10–09–2023: Huggingface betting on Speech-toText? Where can it be leveraged in Enterprise?
HuggingFace released the Speech-to-text leaderboard last week where all open source models are ranked and assessed mainly on an English dataset for now. The ranking takes 2 metrics into account, including the WER (Word Error Rate) and the RTF which is more or less the speed of transcription.
Some History
While the early attempts at Speech to text relied on voice and pattern. Think of the voice as an analog signal and assess the pattern, this discipline was called signal processing. It was taught in many bachelor and master courses in computer science and mathematics.

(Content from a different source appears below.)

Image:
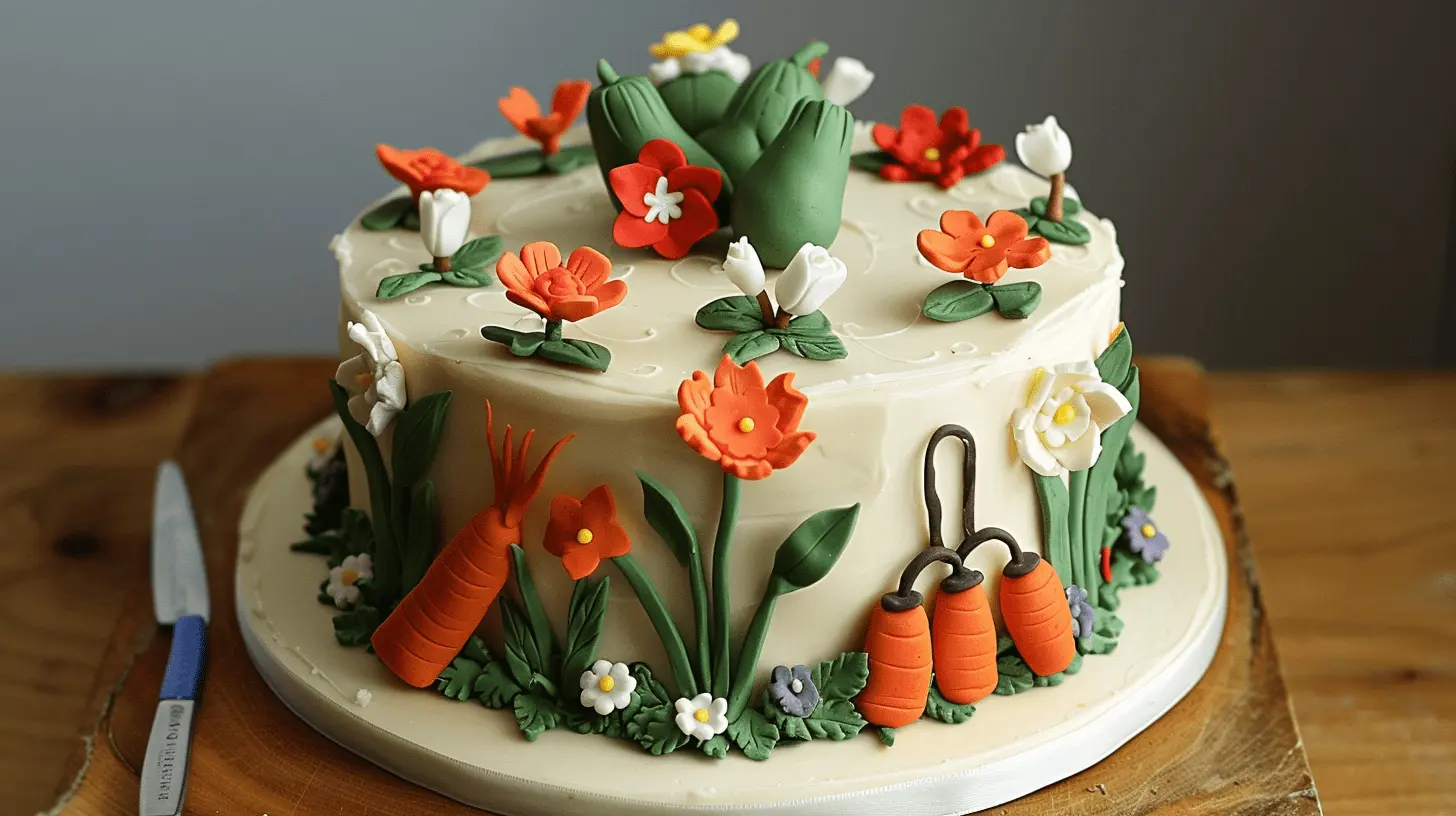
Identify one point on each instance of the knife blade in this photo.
(179, 598)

By the years 2000’s, the accuracy of speech-to-text was allegedly already beyond 80%, yet no real application existed besides the introduction of Google speech search and Siri (2011). However, those who can remember Siri from 2011 will acknowledge that performance in practice was questionable. Models from this time were mainly complex close-box solutions that tended to fail when speaking conditions were not optimal. Finally, the question of what to do with the data once transcribed was also an issue.
Like many fields that needed a lot of data preprocessing and where even the tone of the voice can impact the signal, it was revolutionized by AI and more particularly deep learning. But more importantly, it changed the field from a field of Language expert and computer scientist experts to some more brute force computational power.
By 2016, evaluation on clean datasets was already below 5% WER such as Deepspeech 2 from Baidu leveraging RNN. see Librispeech.
IBM, Google, and smaller private companies were competing for the business. Then came OpenAI (the one from ChatGPT).
In 2021 OpenAI open-sourced a range of (fairly lightweight) models called Whisper whose performance was simply better. OpenAI is an expert at building Transformers models and they leveraged this type of model for Whisper and outperformed most other expensive models for free.